Sales and marketing teams are two sides of the same coin. Both are deeply engaged with customers and aim to provide a high-quality experience that promotes your brand, guides prospects through the sales funnel and ultimately leads to more purchases. Though we often hear about misalignment between sales and marketing across industries and verticals, there’s a secret weapon for driving sales enablement hiding in marketing: your public relations team.
Here are two ways to leverage your PR efforts to maximize sales enablement.
1. Use internal comms to circulate PR content
While the primary function of PR teams is to land your company public recognition, unless your organization is reading the publications you’re gaining placement in or attending the events you’ve scored speaking engagements at, they probably aren’t aware of any material that goes along with your PR effort. Leverage your internal communication channels—employee newsletters, leadership memos, a company intranet or workspace channel, departmental or all-hands meetings—to share recent coverage, events and speaking engagements.
The goal is to provide direct access to any material related to PR activity and then encourage awareness in all teams. For sales in particular, the goal is to use and share PR material with prospects and customers at key moments in the customer journey. It also ensures that your sales teams are seeing the same thing that customers and prospects may come across and reference or have questions about.
Some examples of PR activity-related material are:
- Press coverage
- Public statements and press releases
- Mentions in external blogs or social media
- Executive bylines
- Presentation decks from speaking events
- Inclusion in reports from market research firms
- Award nominations or wins
2. Take advantage of media monitoring and social listening tools
PR teams are equipped with the right tools and resources to let them easily monitor the media landscape for trends, competitor activity and brand sentiment. The 24/7 news cycle means that your company and leaders always have a chance of being discussed in public forums, and your PR teams are often the first to be alerted when they are.
Social media listening tools allow PR teams to track exactly what customers think about you and how they’re discussing the brand and its competitors. By tuning into the conversations real-life customers and prospects are having, PR teams can arm sales with data and insights that may not be readily shared when they’re face-to-face with customers. Sales can leverage the insider knowledge gained through social listening tools to better craft the way they approach or communicate with customers to close deals, such as using specific keywords in conversation or addressing particular pain points more organically.

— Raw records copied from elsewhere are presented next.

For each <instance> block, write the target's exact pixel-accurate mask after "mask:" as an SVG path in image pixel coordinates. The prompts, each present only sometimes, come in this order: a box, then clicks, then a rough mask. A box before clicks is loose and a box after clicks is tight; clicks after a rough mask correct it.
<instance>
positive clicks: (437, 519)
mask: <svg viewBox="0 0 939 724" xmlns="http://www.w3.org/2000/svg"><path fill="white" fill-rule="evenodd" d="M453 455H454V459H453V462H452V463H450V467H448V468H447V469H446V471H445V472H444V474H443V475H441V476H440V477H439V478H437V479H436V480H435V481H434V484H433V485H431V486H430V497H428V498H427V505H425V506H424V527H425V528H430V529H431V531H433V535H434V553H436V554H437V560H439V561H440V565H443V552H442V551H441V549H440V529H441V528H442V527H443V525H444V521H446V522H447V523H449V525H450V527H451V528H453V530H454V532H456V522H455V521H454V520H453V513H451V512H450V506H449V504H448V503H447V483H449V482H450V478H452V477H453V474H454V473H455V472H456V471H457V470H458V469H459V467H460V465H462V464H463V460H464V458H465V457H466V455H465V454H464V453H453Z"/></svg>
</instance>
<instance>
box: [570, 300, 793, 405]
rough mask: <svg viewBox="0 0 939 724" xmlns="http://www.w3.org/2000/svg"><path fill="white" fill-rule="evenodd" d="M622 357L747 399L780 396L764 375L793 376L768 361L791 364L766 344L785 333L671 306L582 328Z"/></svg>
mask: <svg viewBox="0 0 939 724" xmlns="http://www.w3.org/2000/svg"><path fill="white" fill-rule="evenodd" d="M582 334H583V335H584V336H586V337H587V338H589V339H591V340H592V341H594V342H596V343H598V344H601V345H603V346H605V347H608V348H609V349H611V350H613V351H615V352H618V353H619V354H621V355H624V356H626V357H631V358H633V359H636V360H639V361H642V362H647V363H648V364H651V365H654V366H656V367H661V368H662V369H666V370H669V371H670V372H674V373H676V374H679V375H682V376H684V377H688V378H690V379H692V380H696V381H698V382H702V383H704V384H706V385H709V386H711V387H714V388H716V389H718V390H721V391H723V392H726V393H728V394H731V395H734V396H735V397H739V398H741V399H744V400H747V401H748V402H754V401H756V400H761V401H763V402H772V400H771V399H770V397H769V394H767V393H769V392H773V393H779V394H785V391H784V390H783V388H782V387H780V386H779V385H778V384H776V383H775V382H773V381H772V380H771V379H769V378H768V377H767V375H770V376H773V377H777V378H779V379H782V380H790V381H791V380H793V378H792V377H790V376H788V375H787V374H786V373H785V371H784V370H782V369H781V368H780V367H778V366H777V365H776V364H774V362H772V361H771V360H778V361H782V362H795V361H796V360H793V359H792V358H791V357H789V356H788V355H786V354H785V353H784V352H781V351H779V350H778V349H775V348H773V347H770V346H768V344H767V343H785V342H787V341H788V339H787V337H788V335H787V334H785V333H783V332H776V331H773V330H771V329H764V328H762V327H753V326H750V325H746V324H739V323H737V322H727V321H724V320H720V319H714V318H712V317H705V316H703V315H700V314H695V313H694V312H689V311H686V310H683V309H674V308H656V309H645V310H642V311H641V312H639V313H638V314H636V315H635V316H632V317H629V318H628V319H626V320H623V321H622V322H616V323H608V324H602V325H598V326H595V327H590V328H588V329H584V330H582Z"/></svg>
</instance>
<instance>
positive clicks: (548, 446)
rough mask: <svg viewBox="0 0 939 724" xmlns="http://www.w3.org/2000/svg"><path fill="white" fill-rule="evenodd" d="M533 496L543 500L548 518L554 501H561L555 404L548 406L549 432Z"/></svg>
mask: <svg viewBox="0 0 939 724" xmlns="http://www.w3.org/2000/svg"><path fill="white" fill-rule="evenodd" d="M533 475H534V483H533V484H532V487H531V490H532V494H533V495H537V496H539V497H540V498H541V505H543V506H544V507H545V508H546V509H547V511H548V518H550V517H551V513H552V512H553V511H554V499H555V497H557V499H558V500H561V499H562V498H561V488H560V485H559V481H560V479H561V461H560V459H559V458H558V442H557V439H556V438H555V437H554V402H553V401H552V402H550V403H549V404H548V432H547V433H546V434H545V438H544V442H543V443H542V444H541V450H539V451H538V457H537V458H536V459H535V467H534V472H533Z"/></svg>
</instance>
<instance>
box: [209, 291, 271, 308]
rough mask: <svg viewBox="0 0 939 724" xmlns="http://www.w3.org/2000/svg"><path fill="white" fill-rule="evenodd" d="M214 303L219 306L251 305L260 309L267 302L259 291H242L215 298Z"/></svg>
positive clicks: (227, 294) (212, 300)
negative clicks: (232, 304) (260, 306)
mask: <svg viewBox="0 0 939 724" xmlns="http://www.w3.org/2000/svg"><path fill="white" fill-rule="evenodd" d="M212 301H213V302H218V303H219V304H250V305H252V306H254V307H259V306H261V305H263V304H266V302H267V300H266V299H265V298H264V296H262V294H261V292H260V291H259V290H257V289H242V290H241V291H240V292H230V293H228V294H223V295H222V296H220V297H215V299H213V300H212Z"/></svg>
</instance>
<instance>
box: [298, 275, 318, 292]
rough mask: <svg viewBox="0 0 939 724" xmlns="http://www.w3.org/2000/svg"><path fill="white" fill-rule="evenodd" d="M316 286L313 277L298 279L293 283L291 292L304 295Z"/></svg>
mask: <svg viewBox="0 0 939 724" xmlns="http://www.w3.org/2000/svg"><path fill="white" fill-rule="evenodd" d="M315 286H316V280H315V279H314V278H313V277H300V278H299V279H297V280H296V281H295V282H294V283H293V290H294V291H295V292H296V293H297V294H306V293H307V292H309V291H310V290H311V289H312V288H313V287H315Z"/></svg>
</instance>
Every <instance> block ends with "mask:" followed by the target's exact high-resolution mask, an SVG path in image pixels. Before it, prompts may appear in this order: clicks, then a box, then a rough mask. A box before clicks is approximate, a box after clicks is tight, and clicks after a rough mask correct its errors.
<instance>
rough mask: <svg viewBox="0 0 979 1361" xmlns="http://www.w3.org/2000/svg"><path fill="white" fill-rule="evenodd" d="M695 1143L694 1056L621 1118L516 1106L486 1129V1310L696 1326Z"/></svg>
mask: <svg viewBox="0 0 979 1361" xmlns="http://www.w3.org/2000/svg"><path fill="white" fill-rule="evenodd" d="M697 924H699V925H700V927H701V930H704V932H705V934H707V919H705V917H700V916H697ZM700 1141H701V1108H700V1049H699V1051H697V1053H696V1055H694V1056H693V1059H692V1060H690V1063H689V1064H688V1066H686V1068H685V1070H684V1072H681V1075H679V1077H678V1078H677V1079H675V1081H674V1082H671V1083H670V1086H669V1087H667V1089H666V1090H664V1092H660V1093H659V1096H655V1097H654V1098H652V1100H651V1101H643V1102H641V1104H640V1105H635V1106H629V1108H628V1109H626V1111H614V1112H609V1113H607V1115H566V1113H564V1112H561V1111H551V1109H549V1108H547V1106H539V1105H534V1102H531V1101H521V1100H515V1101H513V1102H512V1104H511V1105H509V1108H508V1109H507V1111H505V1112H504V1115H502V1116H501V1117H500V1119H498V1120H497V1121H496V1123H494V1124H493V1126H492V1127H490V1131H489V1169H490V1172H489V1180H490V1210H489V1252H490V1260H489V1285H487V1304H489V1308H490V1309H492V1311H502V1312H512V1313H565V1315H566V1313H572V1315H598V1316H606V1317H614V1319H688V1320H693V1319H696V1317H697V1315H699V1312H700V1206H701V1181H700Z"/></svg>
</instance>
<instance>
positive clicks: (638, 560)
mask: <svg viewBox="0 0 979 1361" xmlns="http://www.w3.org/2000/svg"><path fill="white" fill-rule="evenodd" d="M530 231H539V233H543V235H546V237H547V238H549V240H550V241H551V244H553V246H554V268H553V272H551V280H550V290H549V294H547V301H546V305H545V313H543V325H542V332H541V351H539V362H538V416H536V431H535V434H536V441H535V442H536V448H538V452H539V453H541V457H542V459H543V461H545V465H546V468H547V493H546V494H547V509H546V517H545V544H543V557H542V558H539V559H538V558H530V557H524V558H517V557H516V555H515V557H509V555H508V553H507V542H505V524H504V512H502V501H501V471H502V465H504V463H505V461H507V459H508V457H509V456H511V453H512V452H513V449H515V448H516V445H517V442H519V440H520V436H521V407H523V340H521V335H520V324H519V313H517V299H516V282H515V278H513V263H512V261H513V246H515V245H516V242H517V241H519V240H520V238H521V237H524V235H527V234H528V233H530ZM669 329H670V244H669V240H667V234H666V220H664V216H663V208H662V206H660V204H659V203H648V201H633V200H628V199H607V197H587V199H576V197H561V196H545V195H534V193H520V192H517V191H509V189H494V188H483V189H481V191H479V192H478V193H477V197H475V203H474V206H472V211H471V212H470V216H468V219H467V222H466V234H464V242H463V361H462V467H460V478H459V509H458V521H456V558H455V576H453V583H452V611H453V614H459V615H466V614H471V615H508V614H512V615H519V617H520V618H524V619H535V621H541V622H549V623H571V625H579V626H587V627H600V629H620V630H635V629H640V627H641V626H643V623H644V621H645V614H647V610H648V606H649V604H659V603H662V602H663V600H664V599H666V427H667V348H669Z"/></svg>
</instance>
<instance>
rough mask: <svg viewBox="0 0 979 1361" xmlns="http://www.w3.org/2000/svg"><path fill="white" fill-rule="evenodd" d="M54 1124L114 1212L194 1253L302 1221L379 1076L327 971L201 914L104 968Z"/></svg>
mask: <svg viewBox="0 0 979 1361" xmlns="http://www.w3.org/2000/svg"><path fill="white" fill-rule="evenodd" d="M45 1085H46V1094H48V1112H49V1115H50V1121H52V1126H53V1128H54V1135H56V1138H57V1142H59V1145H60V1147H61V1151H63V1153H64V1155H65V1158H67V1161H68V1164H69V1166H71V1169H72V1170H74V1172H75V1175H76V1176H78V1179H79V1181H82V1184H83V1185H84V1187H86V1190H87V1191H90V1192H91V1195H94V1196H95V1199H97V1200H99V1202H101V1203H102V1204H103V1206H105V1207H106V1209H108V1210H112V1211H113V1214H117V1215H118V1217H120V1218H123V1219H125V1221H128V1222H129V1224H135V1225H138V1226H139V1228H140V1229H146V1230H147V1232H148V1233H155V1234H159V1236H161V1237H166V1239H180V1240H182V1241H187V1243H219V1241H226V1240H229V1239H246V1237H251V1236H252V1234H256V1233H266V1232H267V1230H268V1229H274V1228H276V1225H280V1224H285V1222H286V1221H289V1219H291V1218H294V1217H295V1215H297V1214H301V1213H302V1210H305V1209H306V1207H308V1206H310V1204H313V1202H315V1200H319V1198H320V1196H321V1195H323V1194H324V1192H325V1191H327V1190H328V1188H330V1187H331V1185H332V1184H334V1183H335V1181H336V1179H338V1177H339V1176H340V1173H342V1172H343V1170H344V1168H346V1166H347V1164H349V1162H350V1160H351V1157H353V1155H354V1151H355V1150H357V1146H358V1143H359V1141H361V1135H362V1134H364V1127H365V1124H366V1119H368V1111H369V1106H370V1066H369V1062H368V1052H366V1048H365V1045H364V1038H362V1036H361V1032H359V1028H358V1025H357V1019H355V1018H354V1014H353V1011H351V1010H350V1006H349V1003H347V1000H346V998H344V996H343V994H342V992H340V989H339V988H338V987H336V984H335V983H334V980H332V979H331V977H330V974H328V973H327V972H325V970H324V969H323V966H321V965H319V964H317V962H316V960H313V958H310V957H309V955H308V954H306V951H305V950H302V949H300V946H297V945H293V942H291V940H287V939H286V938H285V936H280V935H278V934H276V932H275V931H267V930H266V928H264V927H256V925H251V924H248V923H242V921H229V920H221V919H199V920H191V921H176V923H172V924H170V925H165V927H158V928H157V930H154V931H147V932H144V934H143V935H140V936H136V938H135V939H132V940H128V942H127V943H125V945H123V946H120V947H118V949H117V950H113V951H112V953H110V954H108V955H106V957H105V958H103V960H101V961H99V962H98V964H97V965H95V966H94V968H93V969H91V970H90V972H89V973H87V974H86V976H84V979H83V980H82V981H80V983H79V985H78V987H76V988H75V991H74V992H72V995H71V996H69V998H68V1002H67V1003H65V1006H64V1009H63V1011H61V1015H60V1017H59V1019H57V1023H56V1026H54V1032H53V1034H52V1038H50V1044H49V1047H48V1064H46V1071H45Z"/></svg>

Like sharing positive or negative sentiment seen on social media, PR teams should be communicating any developing stories or trends within your industry or ancillary fields to support sales enablement. Having an open, direct line between the sales and PR teams offers a quick way to communicate any potential or existing news that could impact customer interaction (for better or worse). Sales staying abreast of what the PR team is seeing in the media landscape can help to proactively put into motion your crisis plan so you’re managing a situation rather than triaging adverse effects to sales effect. It can also equip sales with a forecast for upcoming shifts in industry, economics, competition or other trends they can use to their advantage in driving the customer journey.